The best result for the unstandardized data is produced with a 5000 estimator and the best result for standardized data is produced by a 1000 estimator. From the results of both the unstandardized and standardized data, there are huge gaps between the training and the testing scores with the former higher than the latter, suggesting an overfit. Also, I found out that the minimum samples required to split an internal node using a range of 20 to 30 is 27 as it generates the best results.

Question 4

After recoding the wealth classes 2 and 3 into a single outcome, I redid all of the different models.

First I ran the KNN model with and without the weighted distance. With the distance weight, at the optimal alpha value of 70, I got a testing score of 0.5348950707662274.

KNN_recode

Next, I added the distance weight into the KNN model. At the optimal alpha value of 72, I got a testing score of 0.5207418252806247. Once again, accuracy dropped after adding the distance since we produced a lower testing score.

KNN_recode

As for the logistic regression model, the training and testing scores are 0.5537109375 and 0.5597852611029771 respectively. In comparison with the scores produced by KNN with or without distance, the scores produced by the logistic regression model are higher, indicating a higher accuracy.
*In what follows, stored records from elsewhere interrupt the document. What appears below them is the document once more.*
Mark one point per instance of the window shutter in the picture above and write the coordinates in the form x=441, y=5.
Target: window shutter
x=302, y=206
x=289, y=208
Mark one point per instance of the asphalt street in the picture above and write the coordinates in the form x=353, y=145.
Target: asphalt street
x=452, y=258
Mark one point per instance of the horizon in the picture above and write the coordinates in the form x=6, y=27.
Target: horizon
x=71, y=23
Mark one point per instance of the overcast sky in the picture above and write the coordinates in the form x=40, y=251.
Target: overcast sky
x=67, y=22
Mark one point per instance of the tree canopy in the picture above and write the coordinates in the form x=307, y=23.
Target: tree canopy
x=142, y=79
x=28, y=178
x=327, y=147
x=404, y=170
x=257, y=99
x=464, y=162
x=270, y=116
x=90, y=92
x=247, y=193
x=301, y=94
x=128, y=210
Lastly, I used the random forest model on the recoded data with and without standardization. Here are the results for unstandardized data:

[0.77734375, 0.4826744753538311]
[0.77734375, 0.4924353343094192]
[0.77734375, 0.49487554904831627]
[0.77734375, 0.493411420204978]

Here are the results for the standardized data:

[0.7698567708333334, 0.5148853099072719]
[0.7698567708333334, 0.51634943875061]
[0.7698567708333334, 0.5187896534895071]
[0.7698567708333334, 0.5124450951683748]

We can clearly see that standardization increases the accuracy a little bit, but there is also a quite obvious overfit for both the unstandardized and the standardized data using random forest.
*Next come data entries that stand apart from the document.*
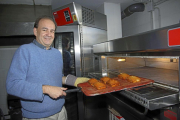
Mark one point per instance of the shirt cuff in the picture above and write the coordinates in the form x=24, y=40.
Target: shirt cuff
x=70, y=80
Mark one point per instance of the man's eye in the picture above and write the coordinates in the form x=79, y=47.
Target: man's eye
x=53, y=31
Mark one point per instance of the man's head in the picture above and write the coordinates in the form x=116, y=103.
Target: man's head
x=44, y=30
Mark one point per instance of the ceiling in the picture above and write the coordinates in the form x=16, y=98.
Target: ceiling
x=91, y=4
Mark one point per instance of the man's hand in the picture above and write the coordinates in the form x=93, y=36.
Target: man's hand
x=53, y=91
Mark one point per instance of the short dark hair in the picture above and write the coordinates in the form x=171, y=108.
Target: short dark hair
x=43, y=17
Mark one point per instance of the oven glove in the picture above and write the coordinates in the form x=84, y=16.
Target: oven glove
x=74, y=81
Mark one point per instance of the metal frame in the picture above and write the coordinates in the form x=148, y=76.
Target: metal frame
x=75, y=30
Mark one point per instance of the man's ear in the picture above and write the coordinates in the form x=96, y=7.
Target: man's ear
x=35, y=31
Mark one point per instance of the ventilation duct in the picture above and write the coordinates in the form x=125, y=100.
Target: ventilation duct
x=137, y=7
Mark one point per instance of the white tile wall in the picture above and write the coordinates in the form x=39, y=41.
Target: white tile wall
x=6, y=55
x=141, y=21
To summarize the changes among all of the models after recoding 2 and 3 into a single outcome, I found out that despite the fact that the testing accuracy does not significantly improve, but we can still see a slight increase in almost all of the models after recoding. Having taken a look at the city_persons.csv data, I noticed that within the wealthC column, there were significantly fewer 2 than 3, 4, and 5. Thus, I extrapolate that by combining 2 and 3 into a single value, we are able to reduce the variance in the data, thus increasing the accuracy.

Question 5

In general, the best model is the logistic regression model after recoding 2 and 3 into a single value because it yields the highest testing score of 0.5597852611029771. On the other side, the random forest model without standardization is the least accurate model because the testing scores it produces are the lowest among all of the models and there are wide gaps between the training and testing scores, indicating an overfit. Thus, it is the most accurate predictor for wealth of all persons throughout the large West African capital city. To add on that, another advantage of the logistic regression model after recoding 2 and 3 into a single value is that it is not overfitting, so the results generated may be more reliable than other models.